When television personality Malcolm Muggeridge took a documentary film crew into the slums of Calcutta to film the work of a little Albanian nun as she cared for the poorest of the poor, she reluctantly accepted the imposition with the words, "Let's do something beautiful for God." Mother Teresa had left behind the Sisters of Loreto, with whom she had taught girls from India's growing upper class, years earlier, to toil in obscurity. She was joined by a few disciples, most of them former students. The sisters took in orphans, lepers, and those rejected by the local hospitals as beyond hope. Their aim was not only to provide what material help they could, but, more importantly, to incarnate the love of God for those forgotten by society.

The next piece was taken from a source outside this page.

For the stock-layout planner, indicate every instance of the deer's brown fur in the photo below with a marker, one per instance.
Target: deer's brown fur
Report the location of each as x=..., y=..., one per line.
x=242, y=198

This book, a companion and extension of the documentary, chronicles Muggeridge's time with Bl Teresa of Calcutta. It is very much Muggeridge's story, a merely Christian portrait of a saintly nun aimed at people who, like Muggeridge himself at the time, are attracted by her but less sympathetic towards her Church. The author never bowdlerizes Bl Teresa's Catholicism - to the contrary, her eucharistic devotion and attitude towards suffering are presented as central to her life and work.
A vital portrait of a saint, an explanation of what her example meant for Christians in the late twentieth century, and what it means for Christianity today.